Time ticks by slowly, and I can only survive my sister’s singing for so long. As a teenager I feel like I should be doing teenager things like listening to angsty music on my iPod, texting my friends, or catching up on some serious Facebook stalking. However, most of the time, I just catch myself dozing off.
As I drift back and forth between what can be pretty closely compared to unconsciousness, I can’t help but wonder what lies ahead for this family outing. Is my dad going to walk into another restaurant with his fly unzipped? Is my mom going to make us take at least 3 rest-room stops to accommodate her tiny bladder? Is my little sister going to sprawl out over the entire back seat so that I have nowhere to rest my head? Most of these situations are probably inevitable, but you never really know when you’re traveling with my family.
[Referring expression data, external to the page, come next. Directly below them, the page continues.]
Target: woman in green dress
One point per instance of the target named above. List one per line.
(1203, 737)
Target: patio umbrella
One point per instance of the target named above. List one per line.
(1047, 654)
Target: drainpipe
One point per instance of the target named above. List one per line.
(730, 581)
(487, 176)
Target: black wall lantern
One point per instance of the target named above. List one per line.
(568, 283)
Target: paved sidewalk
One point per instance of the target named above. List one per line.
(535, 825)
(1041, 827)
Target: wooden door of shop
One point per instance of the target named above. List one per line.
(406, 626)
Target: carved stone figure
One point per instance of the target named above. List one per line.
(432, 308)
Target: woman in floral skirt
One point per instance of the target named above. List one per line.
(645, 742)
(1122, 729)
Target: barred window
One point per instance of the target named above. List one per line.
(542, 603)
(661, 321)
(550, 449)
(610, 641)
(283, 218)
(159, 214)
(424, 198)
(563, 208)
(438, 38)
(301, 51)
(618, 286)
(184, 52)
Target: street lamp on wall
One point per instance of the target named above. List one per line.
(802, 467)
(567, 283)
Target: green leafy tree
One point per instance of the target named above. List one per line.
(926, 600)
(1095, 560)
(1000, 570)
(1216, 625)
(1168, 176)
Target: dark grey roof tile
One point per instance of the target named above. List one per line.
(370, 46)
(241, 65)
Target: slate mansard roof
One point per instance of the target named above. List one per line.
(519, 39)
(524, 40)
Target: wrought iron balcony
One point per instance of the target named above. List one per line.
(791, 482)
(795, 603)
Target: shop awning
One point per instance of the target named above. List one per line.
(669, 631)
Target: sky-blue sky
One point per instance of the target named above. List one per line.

It takes a lot to put up with constant bickering over which radio station to listen to, how high the air conditioner should be turned on, and which restaurant is best to stop for dinner. However, when I take a second to really look at the people around me, I realize that I couldn’t have chosen a better group if I tried.
After all, Thanksgiving is right around the corner and I would say family is a pretty big component of the holiday. Granted, nobody’s family is perfect, but they shouldn’t have to be. Imperfections make us human, and being human causes imperfections, so how could a person’s entire family ever come close to being “perfect”? It couldn’t. So this Thanksgiving I’m not going to wish for my dad to be less embarrassing, my mom to be less involved, or my sister to be less hyper. I’m just going to be thankful that they are in my life, and thankful that no matter what I can always be proud to call them my family.